Many 12-steps meetings are geared toward the difficulties of sober sex. Some deal with emotional maturity needed to be a loving partner, while others deal directly with sex. It’s a good idea to bounce thoughts off another addict in recovery before pursuing sexual escapades. Many times the schemes I come up with to get laid are ridiculous, similar to the insanity of my past drug addict behavior.
I’ve always been afraid and insecure when it comes to sex. I used alcohol and drugs to mask my fear of rejection and the embarrassment of failure. I became an asshole and treated women badly. The alcohol didn’t cure my sex problems; it just allowed for many poor decisions. I rarely had sex sober and was always drunk the first time. I would have unprotected sex because I feared that in the time it took to unwrap the condom my erection would go limp. When I came too soon, I wouldn’t pull out just to earn a few more seconds, praying I lasted just long enough as to not arouse a disappointed sigh.
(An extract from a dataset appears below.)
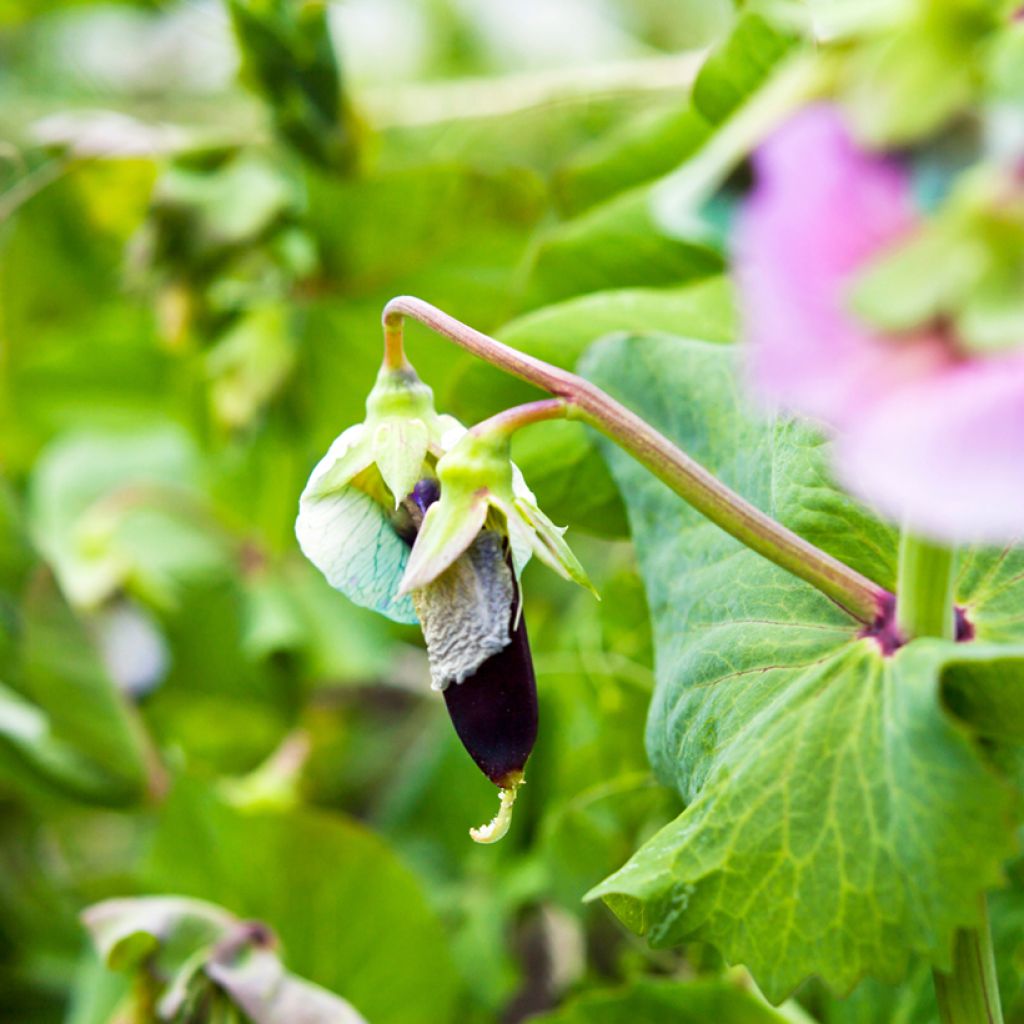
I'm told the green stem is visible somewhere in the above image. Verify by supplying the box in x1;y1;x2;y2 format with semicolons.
933;896;1002;1024
383;296;889;623
896;529;1002;1024
896;529;955;640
The closest I ever came to a relapse was because of a girl. I called her my gangster girlfriend. We met in recovery at a 12-step meeting. She was short and curvy. Her dad introduced us. I was about seven months sober and hadn’t had sex in that time. I was dying. I needed to get laid bad. The gangster girl had about the same clean time as I, except she accumulated most of her time in the county jail.
After a little flirting, I became obsessed with her. I couldn’t stop thinking and agonizing over every detail of our interactions. I played out fantasy after fantasy of us finally hooking up. It took weeks, but it finally happened.
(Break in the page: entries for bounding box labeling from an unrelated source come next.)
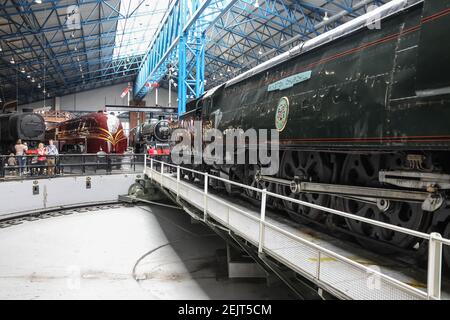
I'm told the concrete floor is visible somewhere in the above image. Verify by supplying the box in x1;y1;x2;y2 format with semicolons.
0;206;292;299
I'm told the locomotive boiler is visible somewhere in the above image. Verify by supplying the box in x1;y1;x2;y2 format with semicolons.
0;112;45;154
46;111;128;153
134;118;171;153
175;0;450;266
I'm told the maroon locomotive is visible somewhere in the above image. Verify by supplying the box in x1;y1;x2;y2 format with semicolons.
46;111;128;153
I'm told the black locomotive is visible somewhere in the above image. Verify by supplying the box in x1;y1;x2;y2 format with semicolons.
175;0;450;266
0;112;45;154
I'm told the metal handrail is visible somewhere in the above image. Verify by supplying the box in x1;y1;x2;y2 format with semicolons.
0;153;145;181
144;157;450;299
149;169;428;298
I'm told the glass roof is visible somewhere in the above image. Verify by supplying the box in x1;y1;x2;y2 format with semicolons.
113;0;172;58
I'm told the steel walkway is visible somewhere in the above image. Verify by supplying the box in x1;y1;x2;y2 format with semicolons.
144;159;450;300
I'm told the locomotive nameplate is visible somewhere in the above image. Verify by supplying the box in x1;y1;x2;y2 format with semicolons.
275;97;289;131
267;71;312;91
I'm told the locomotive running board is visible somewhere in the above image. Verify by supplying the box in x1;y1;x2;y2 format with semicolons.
255;172;444;212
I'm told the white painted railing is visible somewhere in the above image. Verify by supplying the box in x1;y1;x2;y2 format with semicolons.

We were at the lake near my parents’ house. We sat by a bonfire, just the two of us. Other fires flickered in the distance. We could hear the echoes of people yelling and laughing. She wanted to find one of these party bonfires and get drunk. I told her it wasn’t a good idea. I felt so lame as the words came out of my mouth. She looked at me like I was her dad and said something I will never forget: “I will fuck you if you get drunk with me.”
Her words floored me. All I wanted to do was fuck her, but I couldn’t get drunk. It was a test, straight out of an ’80s public service announcement. I thought back on the past months and all the advice and experience I’d heard. I told her I couldn’t do it. It wasn’t worth it. Then I did something completely unlike the old me.
I looked at her. The fire popped and crackled. I extended my arm and told her to take my hand. We could have sober sex instead. Have you ever had sex without drugs and alcohol, I asked. It will be exciting, exhilarating. Think, I begged her, for the first time in your life you could go beyond the boring drunken hook-up and have meaningful, passionate sex.
She looked away and never took my hand. But the seed was planted and I took her back to my parents house later that night.
It was a triumph for my sobriety. But it didn’t last long. Literally. She clocked me at 40 seconds. When I told her to get off, that I was ready to cum, she sighed in disappointment. In that moment, she wasn’t alone, I heard a chorus of disappointing sighs coming from every girl I’d ever slept with.
I got through it though, and I didn’t drink. I didn’t run away, shoot dope and take solace in oblivion. She didn’t hate me for it or call me names, she poked fun a little, but it was OK. We could continue on and have more sex. It wasn’t the end of the world.
It ended poorly with my gangster girlfriend, and she never actually became my girlfriend. There was a cascade of dramatic moments, where she was too cool and young for me, and I was too desperate and obsessed. She ended up drinking and getting high again. Soon after that, we lost touch and I never heard from her again. Still, it was my first sober sex and my first big lesson learned.